Que levante las manos quién no haya utilizado la palabra “escucha”
en forma exclamativa, exhortativa e incluso onomatopéyica, a modo de ¡escucha! (¡escusshhaa!
en versión andaluza con cada vez más injerencia e implantación en todo el
territorio nacional incluidos los autoexcluidos del 155). Con ella, y con el
modo y manera de utilización, se está llamando la atención a nuestro
interlocutor o interlocutores que están en las musarañas y se están pasando por
el forro lo que les estamos diciendo. Cuando les soltamos el palabrajo, vuelven
en sí, vuelven a parpadear y tratan de coger el hilo de una conversación que no
saben de lo que va. Al interpelarlos con el palabrajo, estamos tratando que nos
hagan caso a lo que les estamos diciendo; nos están oyendo, pero no nos están
escuchando, porque no es lo mismo oír que escuchar.
Muchas son las
personas que en el trabajo tienen una radio sintonizada a una determinada
emisora, ya sea noticiaria, musical o vomitiva del corazón. Mientras realizan
su labor profesional, oyen un runrún de fondo, pero realmente no saben lo que
están diciendo, no ponen atención en lo que dicen. Si lo hicieran, poco trabajo
podrían desarrollar. Inventarían una nueva profesión: oyente de radio. Por lo
tanto, no escuchan. Oyen el runruneo como acompañamiento a su trabajo como
ruido rosa aislador de conversaciones personales, pero no escuchan, no saben
realmente que es lo que dice quién habla o quién canta.
Esa es la gran
diferencia entre oír y escuchar. No es lo mismo por mucho que nos empeñemos,
por mucho que la sociedad haya dado buena su equiparación a la hora de su
utilización en una conversación, por mucho que los medios de comunicación (una
vez más culplables de otro atentado terrorista a nuestro vocabulario) lo
utilicen a diario (periodistas con más faltas de ortografía que un nini
escribiendo en el móvil).
Como muestra valga
un botón. Una de las sintonías últimas de la Vuelta Ciclista a España, cantada
por un andaluz (o al menos ese era el deje que tenía) utilizaba dicho palabrajo
para que su ficticia pareja amorosa oyera lo que le estaba cantando (le decía “escusshhaa”,
pero quería que simplemente la oyera). Esa sintonía sonó infinidad de veces
antes y durante ese evento deportivo, uno de los más importantes del mundo en
el ciclismo internacional, y fue oída, y creo que algunas veces escuchada por
millones de personas de todo el mundo.
Pero quizás no sea
ese el mayor problema. El problema o daño (en este caso es lo mismo) ya estaba
hecho, una vez más. Esa canción había sido compuesta, cantada y seleccionada
por personas que aceptaban la equiparación de significados entre oír y
escuchar. La conclusión y clausura es clara y contundente: si ellos la utilizan
y la equiparan en ese contexto, si la dan por buena en esa canción, no debe ser
un error su utilización en el lenguaje vulgar. Y como el vulgo necesita muy
poquillo para repetir papagállicamente y vulgarmente cualquier palabro o frase
que les haga gracia, pues ¡mariflor el último!
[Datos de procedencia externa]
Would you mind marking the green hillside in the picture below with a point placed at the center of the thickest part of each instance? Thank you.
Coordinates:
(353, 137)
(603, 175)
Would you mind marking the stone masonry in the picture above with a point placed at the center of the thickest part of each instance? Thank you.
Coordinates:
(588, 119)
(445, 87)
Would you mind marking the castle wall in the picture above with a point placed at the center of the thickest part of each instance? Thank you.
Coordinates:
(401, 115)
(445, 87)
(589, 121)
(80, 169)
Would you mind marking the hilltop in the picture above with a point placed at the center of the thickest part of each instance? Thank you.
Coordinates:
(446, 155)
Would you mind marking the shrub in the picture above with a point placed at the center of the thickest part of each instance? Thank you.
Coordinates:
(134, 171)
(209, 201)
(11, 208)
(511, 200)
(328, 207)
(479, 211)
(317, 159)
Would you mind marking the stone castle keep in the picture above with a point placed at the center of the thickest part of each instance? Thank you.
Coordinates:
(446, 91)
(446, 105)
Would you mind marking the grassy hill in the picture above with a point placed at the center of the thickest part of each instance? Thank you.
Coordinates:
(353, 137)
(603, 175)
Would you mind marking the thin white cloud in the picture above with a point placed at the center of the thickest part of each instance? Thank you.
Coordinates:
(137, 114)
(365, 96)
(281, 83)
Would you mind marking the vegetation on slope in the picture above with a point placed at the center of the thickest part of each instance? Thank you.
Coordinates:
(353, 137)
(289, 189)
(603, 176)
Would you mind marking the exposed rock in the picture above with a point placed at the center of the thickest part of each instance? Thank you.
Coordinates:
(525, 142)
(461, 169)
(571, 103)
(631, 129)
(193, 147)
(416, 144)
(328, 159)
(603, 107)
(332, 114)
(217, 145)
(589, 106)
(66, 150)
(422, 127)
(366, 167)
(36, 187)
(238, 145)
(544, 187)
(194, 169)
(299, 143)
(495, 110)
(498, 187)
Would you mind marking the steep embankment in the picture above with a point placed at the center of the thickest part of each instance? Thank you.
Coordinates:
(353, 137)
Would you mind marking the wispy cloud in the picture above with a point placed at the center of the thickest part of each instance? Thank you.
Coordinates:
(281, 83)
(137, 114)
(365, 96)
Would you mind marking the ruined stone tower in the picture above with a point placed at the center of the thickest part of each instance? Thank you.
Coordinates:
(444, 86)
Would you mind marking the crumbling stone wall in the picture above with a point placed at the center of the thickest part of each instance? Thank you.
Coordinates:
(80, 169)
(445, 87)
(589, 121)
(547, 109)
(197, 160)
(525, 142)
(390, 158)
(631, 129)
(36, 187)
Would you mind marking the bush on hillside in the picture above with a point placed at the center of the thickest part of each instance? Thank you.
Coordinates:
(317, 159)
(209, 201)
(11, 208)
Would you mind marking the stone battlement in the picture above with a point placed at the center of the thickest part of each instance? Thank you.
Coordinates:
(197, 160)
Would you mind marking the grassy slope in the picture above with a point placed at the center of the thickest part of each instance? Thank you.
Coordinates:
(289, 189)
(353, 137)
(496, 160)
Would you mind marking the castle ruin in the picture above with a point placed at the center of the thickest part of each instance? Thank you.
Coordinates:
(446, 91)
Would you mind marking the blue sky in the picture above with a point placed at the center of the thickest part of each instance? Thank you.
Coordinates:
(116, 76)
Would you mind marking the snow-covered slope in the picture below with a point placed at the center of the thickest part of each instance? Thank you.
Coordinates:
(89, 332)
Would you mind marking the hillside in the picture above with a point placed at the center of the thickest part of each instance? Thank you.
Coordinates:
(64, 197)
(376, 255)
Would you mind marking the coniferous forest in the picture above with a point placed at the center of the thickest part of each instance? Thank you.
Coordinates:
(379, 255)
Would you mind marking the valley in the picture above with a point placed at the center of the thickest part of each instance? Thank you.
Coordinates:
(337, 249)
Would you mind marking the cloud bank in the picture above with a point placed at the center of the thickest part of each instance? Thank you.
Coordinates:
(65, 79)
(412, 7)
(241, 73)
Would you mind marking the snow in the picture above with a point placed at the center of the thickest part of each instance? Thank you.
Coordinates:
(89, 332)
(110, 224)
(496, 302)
¡A ver quién lo dice más veces el cabo de un día!
Como se ha puesto de
manifiesto anteriormente, los medios de comunicación tienen mucho que ver en
todo este asunto. Ellos crean una nueva forma de hablar siendo
inconscientemente inconscientes que lo hacen. No hace mucho, en un programa
radiofónico nacional de fin de semana, su locutora y presentadora daba las
gracias a sus “escuchantes” por está ahí. Si todas las personas que tienen sintonizada
esa emisora y ese programa estuvieran escuchándolo, no podría hacer otra cosa
que no fuera eso: escuchar. Pararían de hacer lo que estuvieran haciendo y
escucharían atentamente lo que dice la locutora o quién hablara. Realmente oyen
el ruido de fondo la mayoría de las veces, pero escuchan las minorías de las
veces. Si ya el periodista está diciendo “escuchantes”, ¡qué no diría el vulgo
papagalleador, siempre a la espera y a la escucha (¡esta vez sí!) de cualquier
palabrajo o frase hecha.
Pero no todas las
culpas van a ser para los medios de comunicación (que tienen bastantica). Aún
no he visto que nadie, especialista en este tema ni ningún miembro de la RAE
haya salido a la palestra para poner las cosas en su sitio. Ya en su día,
Fernando Lázaro Carreter, en su obra “El dardo en la palabra”, explicaba la
correcta utilización de palabras y frases hechas que los españoles (incluidos
los autoexcluidos del 155) usaban mal a diario. De vez en cuando algún
iluminado publica un artículo con la misma temática, pero, como hoy día casi
nadie lee los periódicos, sólo mira los santos, nadie se entera cómo hay que
utilizar esa palabra o frase hecha que, realmente, suena mal al decirla, al oírla
y al escucharla.
Otro botón de
muestra. La utilización del “ha sido” para
referirse a un hecho pasado, en sustitución del “fue”. “Tal cosa ha sido
encontrado”; “ayer ha sido inaugurado”. Cuesta mucho escribirlo y suena mal
decirlo; no concuerdan tiempos con personas. ¿No es más fácil decir “tal cosa
fue encontrada”, “ayer fue inaugurado”? “Ha sido” es cacareado constantemente
en los medios de comunicación (esta vez también culpables) y, ya se sabe, unos
lo cacarean, otros lo papagallean. Al final, otro atentado terrorista al idioma español (también del de los incluidos
en los autoexcluidos del 155).
Realmente, al vulgo
le trae al pairo oír que escuchar. Dicen lo que oyen. Nadie escucha lo que
dicen. ¡¿A quién le importa si hay diferencia entre oír y escuchar?! ¡Se dice
así y punto en boca! ¡No hay que ser tan tiquismiquis!
Siempre la mayoría
tienen razón, pero eso no quiere decir que sea bueno ni verdadero. Simplemente
indica que hay muchas más gente que piensa y habla igual; nada más. Otra cosa
es la verdadera verdad, la que no gusta oír ni escuchar.